NRBQ released its first album 45 years ago and has operated on the premise of no rules ever since. Founding member Terry Adams wanted a band that could play whatever style and songs it wanted, whenever it wanted and the band has built its reputation on doing just that. While the group has gone through numerous lineup changes (Adams is the lone remaining original member), this spirit lives on in its latest release, Brass Tacks.
The album opens with the infectious pop of "Waitin' On My Sweetie Pie." Harmonies reminiscent of the Everly Brothers punctuate this bouncy number. Adams laments the evils of credit cards and the debt collectors that follow in "Greetings From Delaware." The band blends jazzy chord breaks into this otherwise straight-ahead rocker. In this era of financial hardship for so many, Adams' lyrics really hit home.
"Fightin' Back" finds the band turning in a convincing country turn while "It's Alright" is dripping in optimism. A pretty acoustic ballad, it wouldn't feel out of place on an early McCartney solo album. In a similar vein, "Sit In My Lap" is pure 60s Beatlemania pop bliss.

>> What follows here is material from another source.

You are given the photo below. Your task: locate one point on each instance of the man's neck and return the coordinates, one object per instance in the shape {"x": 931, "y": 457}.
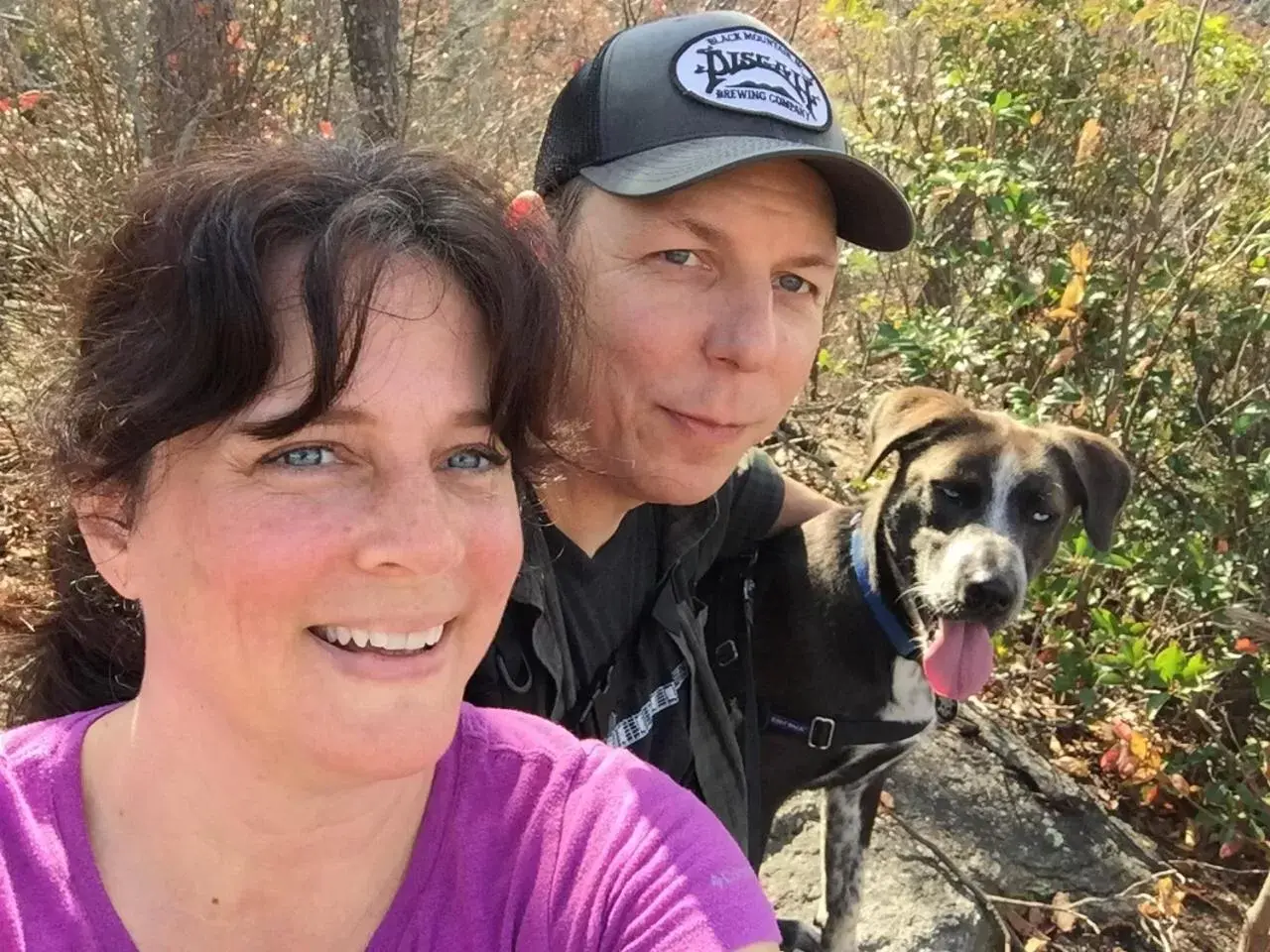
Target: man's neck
{"x": 584, "y": 507}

Adams pursues his jazzy side on "Places Far Away," a track he wrote when he was 15. While the song may be a bit of a misstep on an otherwise fine album, it shows the band's adventurous nature in full flight and for that it must be applauded. More successful is the band's rendition of Rogers and Hammerstein's "Getting To Know You. The band reinvents this old standard in such a way it sounds as if they had written it, which is what a good cover should be.
More than 40 years after the release of their first album, NRBQ still does what they want, both on record and in concert. Members of the band may come and go, but its disregard for the rules remains the same. Brass Tacks shows that as long as you have good songs, the rest shouldn't matter.